The importance of realistic dispersal models in conservation planning: application of a novel modelling platform to evaluate management scenarios in an Afrotropical biodiversity hotspot

Abstract

As biodiversity hotspots are often characterized by high human population densities, implementation of conservation management practices that focus only on the protection and enlargement of pristine habitats is potentially unrealistic. An alternative approach to curb species extinction risk involves improving connectivity among existing habitat patches. However, evaluation of spatially explicit management strategies is challenging, as predictive models must account for the process of dispersal, which is difficult in terms of both empirical data collection and modelling.Here, we use a novel, individual-based modelling platform that couples demographic and mechanistic dispersal models to evaluate the effectiveness of realistic management scenarios tailored to conserve forest birds in a highly fragmented biodiversity hotspot. Scenario performance is evaluated based on the spatial population dynamics of a well-studied forest bird species.The largest population increase was predicted to occur under scenarios increasing habitat area. However, the effectiveness was sensitive to spatial planning. Compared to adding one large patch to the habitat network, adding several small patches yielded mixed benefits: although overall population sizes increased, specific newly created patches acted as dispersal sinks, which compromised population persistence in some existing patches. Increasing matrix connectivity by the creation of stepping stones is likely to result in enhanced dispersal success and occupancy of smaller patches. Synthesis and applications. We show that the effectiveness of spatial management is strongly driven by patterns of individual dispersal across landscapes. For species conservation planning, we advocate the use of models that incorporate adequate realism in demography and, particularly, in dispersal behaviours.

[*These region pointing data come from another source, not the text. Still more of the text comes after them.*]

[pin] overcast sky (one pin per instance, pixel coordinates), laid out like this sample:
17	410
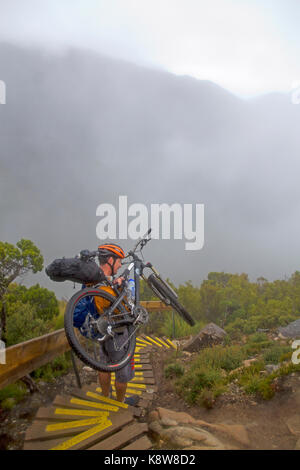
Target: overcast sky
246	46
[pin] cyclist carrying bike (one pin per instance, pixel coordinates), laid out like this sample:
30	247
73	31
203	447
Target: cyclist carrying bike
110	258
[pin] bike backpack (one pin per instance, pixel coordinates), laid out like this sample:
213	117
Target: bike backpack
74	269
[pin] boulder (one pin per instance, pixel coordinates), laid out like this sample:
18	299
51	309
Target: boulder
209	336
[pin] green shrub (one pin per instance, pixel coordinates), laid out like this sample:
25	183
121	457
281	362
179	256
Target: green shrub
8	404
194	383
59	366
173	370
219	357
274	354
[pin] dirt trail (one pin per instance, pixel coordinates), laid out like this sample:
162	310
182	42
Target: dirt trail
271	424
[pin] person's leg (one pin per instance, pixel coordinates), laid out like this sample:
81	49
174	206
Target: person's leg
104	379
120	390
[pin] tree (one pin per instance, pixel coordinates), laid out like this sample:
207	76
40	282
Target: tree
23	323
16	261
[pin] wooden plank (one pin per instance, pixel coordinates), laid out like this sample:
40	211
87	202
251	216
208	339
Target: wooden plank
51	413
121	438
25	357
41	431
95	396
161	341
143	443
42	445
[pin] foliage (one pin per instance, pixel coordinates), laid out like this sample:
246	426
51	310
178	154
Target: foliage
44	301
18	260
213	369
12	394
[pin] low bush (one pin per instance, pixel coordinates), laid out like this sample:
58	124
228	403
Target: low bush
12	394
173	370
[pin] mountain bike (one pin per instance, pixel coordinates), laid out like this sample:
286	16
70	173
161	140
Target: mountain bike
122	314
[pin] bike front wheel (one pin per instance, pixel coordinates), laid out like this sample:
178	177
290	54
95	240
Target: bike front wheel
83	334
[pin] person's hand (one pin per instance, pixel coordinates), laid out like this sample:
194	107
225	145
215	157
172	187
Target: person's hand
119	280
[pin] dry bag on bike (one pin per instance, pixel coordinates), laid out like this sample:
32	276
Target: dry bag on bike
76	270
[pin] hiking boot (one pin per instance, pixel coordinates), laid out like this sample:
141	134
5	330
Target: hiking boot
132	401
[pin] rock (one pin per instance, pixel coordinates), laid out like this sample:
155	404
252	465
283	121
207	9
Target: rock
236	431
297	446
246	363
293	424
292	330
179	416
184	436
168	422
210	335
153	416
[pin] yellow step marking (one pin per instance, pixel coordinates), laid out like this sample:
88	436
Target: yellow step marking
153	340
133	385
106	399
171	343
75	424
82	436
65	411
101	406
130	390
162	342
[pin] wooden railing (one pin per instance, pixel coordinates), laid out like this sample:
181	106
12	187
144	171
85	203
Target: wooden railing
23	358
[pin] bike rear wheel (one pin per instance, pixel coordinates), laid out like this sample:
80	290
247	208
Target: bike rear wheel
85	341
167	296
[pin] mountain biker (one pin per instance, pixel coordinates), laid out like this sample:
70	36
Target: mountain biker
110	258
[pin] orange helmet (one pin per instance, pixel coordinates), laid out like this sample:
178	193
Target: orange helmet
110	249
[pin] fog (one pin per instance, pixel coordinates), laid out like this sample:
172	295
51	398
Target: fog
79	129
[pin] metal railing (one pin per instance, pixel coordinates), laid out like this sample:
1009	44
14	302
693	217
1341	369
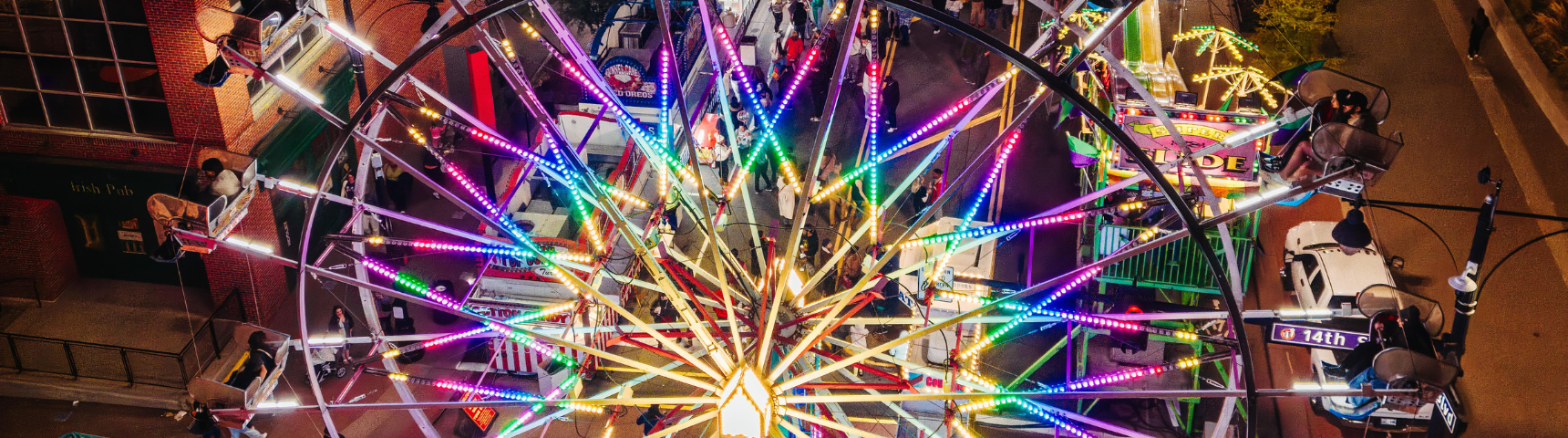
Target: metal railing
36	296
1176	266
134	366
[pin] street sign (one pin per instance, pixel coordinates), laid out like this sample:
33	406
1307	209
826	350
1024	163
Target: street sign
1315	337
1446	412
481	416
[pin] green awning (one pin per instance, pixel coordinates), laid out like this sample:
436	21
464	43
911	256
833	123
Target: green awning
287	141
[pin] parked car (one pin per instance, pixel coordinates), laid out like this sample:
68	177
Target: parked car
1322	275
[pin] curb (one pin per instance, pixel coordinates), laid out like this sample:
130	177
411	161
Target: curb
108	392
1529	67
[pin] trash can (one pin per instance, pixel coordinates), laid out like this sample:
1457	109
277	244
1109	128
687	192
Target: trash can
748	50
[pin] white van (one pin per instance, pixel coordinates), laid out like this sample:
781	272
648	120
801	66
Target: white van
1321	274
1324	276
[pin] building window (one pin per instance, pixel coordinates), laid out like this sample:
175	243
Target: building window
294	54
82	65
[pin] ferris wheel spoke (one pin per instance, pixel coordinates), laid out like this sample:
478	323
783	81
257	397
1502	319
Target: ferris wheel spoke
830	109
829	424
684	424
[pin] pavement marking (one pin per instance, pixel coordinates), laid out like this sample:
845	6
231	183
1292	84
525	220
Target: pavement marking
1529	179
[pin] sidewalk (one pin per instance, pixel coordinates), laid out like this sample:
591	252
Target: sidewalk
1456	117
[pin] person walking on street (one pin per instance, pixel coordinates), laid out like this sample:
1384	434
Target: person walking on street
993	10
797	16
257	363
891	102
1008	11
810	245
930	187
204	422
762	173
1479	26
902	28
649	420
777	6
341	325
786	202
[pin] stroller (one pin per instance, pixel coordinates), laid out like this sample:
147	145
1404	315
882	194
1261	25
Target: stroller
326	363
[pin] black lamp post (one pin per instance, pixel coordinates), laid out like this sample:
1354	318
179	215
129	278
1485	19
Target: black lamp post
1465	287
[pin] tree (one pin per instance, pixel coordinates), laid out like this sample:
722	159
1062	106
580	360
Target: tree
1291	30
583	15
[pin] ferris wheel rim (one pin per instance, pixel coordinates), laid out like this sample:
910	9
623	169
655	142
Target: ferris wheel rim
470	21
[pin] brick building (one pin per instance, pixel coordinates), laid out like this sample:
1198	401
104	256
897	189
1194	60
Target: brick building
99	112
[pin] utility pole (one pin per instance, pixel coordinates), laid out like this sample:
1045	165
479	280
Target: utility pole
355	58
1465	287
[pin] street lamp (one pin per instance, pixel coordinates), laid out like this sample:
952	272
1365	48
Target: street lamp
1465	287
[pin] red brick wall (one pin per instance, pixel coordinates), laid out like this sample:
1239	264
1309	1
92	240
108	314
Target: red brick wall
222	118
36	246
261	283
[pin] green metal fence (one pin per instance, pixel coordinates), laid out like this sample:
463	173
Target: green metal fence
1176	266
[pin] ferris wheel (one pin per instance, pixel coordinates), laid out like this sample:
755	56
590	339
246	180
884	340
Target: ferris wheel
759	338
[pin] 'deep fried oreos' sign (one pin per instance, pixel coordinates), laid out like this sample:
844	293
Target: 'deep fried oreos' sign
631	82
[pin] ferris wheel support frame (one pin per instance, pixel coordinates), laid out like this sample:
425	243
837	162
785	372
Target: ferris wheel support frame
469	21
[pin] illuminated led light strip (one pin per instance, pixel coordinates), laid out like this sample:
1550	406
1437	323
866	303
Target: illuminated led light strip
1052	420
449	338
409	283
990	179
913	137
872	128
985	189
418	137
449	385
296	187
518	337
977	381
474	191
296	89
621	195
350	38
431	342
479	134
963	432
626	120
469	248
761	113
531	30
638	134
769	135
995	228
1123	376
838	11
505	46
919	132
794	82
665	82
511	252
581	206
248	244
980	300
533	410
1038	308
985	404
520	151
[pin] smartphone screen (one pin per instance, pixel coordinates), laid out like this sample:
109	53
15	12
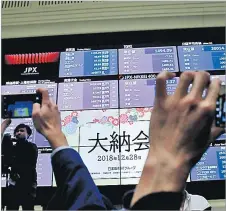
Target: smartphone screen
221	108
19	106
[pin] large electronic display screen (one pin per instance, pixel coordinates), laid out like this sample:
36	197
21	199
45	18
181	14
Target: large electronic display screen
105	98
148	60
88	95
30	66
212	165
141	92
202	57
89	63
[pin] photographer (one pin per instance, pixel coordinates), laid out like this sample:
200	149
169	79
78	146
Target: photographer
21	157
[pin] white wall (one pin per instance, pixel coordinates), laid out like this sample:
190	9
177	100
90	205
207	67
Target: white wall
34	19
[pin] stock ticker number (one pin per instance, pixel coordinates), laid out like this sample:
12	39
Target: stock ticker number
118	157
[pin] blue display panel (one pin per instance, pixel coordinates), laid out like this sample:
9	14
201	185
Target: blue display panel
202	57
88	63
212	165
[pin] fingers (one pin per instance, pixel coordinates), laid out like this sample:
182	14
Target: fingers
36	109
186	79
201	80
161	84
45	95
213	91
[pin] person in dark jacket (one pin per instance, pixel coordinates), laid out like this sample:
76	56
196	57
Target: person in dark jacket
21	159
181	133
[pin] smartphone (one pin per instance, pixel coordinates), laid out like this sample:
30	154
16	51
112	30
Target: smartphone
220	108
19	106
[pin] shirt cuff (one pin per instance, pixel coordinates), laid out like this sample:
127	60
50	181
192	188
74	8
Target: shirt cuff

Keywords: Eastern Arc Mountains; Phyllastrephus cabanisi; RangeShifter; SEPM; connectivity; conservation planning; demography; dispersal; fragmentation; habitat network.

Figure 1

Location of forest fragments and exotic plantations which were converted to habitat patches under scenarios EXOTIC‐S (1 [MB], 2 [SU], 3 [WM], 4 [WR]) and EXOTIC‐L (5 [YA]). For clarity, we show relatively permeable matrix land‐cover types (indigenous forest, exotic plantation, agroforestry and bush) in grey and less permeable types in white (agricultural fields) (see Fig. S1 for a colour map). The transparent zones connecting patches indicate corridors used for the creation of stepping stones under scenario MATRIX‐C. The total area considered for the simulations was 145·6 km² (dark grey in lower inset). Map of EAM modified from Platts et al. (2011).

Figure 2

Percentage change in mean projected population size relative to the baseline under five management scenarios: habitat restoration of degraded forest patches (RESTORE), creating stepping stones in the matrix randomly (MATRIX‐R) or within corridors connecting patches (MATRIX‐C), and converting exotic plantations to forest habitat of either several small patches (EXOTIC‐S) or one large patch (EXOTIC‐L).

Figure 3

Mean dispersal success (proportion of emigrants successfully settling in a non‐natal patch) in each scenario relative to that of the baseline scenario (i.e. 0·232).

Figure 4

Mean yearly immigration rates and probabilities of patch occupancy for each patch under five management scenarios relative to the baseline scenario (see Table S1). Only patches considered in every simulation are shown.

Figure 5

Mean yearly immigration rates for each patch under six scenarios (A [baseline], B [RESTORE], C [MATRIX‐R], D [MATRIX‐C], E [EXOTIC‐S], F [EXOTIC‐L]) and for the four patches converted under the EXOTIC‐S scenario (1 [MB], 2 [SU], 3 [WM], 4 [WR]). Each bar depicts the mean number of immigrants per year originating from a large patch (CH or NG), from one of the smaller existing patches and from a converted plantation.

Figure 6

Mean yearly population sizes predicted for the newly created habitat patches under the EXOTIC‐S (a) and EXOTIC‐L (b) scenarios. The dashed line represents the population size expected for each patch assuming that converted plantations can support populations at a density of 1·09 individuals per ha (i.e. the estimated current density in low‐quality forest patches).